Electron paramagnetic resonance studies of photosynthetic electron transport: Photoreduction of ferredoxin and membrane-bound iron-sulfur centers

Electron paramagnetic resonance spectrometry was used to investigate, at physiological temperatures, light-induced electron transport from membrane-bound iron-sulfur components (bound ferredoxin) to soluble ferredoxin and NADP(+) in membrane fragments (from the blue-green alga, Nostoc muscorum) that had high rates of electron transport from water to NADP(+) and from an artificial electron donor, reduced dichlorophenolindophenol (DCIPH(2)) to NADP(+).

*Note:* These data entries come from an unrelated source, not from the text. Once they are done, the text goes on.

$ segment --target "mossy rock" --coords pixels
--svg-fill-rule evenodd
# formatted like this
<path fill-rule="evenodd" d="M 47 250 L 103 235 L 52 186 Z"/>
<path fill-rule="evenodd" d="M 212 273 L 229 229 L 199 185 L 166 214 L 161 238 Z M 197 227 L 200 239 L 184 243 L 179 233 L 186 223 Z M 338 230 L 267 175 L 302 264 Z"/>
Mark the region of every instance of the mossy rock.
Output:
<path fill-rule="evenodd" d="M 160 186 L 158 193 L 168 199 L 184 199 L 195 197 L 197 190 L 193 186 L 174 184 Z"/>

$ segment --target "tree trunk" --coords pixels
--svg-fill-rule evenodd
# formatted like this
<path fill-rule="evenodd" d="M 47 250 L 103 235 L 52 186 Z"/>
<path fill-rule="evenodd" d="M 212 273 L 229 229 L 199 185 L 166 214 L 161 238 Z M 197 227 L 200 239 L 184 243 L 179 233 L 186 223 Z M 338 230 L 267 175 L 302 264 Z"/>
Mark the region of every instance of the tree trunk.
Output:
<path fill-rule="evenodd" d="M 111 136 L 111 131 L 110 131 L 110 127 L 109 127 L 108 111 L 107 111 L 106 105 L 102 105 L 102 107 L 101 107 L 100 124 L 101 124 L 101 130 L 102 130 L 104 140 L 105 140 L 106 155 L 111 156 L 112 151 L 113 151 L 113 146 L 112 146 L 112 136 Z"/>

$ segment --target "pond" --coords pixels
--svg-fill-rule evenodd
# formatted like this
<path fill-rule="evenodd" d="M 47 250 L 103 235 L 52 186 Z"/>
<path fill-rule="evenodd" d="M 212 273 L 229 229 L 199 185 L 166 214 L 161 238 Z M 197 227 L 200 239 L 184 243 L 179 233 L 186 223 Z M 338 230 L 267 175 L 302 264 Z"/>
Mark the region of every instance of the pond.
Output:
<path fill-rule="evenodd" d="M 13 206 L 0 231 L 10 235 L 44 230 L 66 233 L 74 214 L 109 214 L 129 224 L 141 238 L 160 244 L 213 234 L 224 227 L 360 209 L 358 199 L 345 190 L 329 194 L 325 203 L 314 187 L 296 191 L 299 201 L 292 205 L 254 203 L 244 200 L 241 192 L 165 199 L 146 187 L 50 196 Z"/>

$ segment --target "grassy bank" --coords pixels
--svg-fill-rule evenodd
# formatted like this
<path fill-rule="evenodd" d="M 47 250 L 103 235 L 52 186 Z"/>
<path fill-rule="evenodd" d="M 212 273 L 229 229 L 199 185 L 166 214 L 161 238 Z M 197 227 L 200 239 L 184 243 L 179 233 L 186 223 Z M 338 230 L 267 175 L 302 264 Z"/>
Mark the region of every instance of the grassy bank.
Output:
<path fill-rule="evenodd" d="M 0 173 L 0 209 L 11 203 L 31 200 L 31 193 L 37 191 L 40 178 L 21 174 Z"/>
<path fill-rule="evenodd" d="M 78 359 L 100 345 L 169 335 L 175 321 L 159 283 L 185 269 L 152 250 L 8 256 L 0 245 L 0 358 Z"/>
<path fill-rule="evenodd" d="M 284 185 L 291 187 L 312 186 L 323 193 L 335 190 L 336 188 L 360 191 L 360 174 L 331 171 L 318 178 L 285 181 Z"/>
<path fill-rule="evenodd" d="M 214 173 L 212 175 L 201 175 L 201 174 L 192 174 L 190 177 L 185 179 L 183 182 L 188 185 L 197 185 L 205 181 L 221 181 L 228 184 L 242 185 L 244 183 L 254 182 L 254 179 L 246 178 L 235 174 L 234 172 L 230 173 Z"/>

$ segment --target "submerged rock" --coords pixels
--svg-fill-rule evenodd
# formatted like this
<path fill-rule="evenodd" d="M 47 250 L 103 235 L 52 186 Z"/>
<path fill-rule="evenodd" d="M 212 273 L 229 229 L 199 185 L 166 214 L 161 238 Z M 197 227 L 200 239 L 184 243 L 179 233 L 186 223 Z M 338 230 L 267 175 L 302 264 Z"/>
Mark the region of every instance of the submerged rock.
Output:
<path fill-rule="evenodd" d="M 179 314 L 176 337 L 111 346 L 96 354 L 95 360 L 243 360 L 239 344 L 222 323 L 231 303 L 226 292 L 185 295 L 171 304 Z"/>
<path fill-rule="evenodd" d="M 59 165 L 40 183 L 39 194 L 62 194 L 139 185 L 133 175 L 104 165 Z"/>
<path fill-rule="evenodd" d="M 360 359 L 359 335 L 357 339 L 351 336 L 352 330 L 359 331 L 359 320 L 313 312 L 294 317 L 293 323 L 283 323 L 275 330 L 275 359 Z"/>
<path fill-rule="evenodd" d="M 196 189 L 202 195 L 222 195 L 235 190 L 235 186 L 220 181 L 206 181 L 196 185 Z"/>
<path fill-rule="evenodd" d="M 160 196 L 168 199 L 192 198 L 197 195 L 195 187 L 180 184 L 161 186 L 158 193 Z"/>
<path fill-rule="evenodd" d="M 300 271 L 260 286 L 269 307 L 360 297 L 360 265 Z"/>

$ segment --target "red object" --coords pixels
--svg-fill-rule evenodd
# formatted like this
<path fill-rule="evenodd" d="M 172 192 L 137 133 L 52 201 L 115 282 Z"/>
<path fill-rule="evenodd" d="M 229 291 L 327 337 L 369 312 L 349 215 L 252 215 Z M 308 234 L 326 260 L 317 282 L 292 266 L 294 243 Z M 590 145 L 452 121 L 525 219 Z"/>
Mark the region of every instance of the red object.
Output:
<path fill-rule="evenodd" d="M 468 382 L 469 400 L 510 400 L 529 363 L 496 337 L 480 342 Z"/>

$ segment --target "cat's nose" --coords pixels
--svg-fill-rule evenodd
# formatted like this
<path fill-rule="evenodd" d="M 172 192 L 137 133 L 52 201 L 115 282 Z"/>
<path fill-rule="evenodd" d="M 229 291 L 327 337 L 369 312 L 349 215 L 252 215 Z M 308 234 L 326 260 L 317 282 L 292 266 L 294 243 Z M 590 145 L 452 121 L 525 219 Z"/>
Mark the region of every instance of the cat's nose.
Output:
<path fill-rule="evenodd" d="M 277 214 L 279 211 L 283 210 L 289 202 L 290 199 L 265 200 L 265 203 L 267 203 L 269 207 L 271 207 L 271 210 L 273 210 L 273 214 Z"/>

Illumination at 20 degrees resulted in the photoreduction of membrane-bound iron-sulfur centers A and B. Photoreduction by water gave electron paramagnetic resonance signals of both centers A and B; photoreduction by DCIPH(2) was found to generate a strong electron paramagnetic signal of only center B.When water was the reductant, the addition and photoreduction of soluble ferredoxin generated additional signals characteristics of soluble ferredoxin without causing a decrease in the amplitude of the signals due to centers A and B. The further addition of NADP(+) (and its photoreduction) greatly diminished signals due to the bound iron-sulfur centers and to soluble ferredoxin. An outflow of electrons from center B to soluble ferredoxin and NADP(+) was particularly pronounced when DCIPH(2) was the reductant. These observations provide the first evidence for a light-induced electron transport between membrane-bound iron-sulfur centers and ferredoxin-NADP(+). The relationship of these observations to current concepts of photosynthetic electron transport is discussed.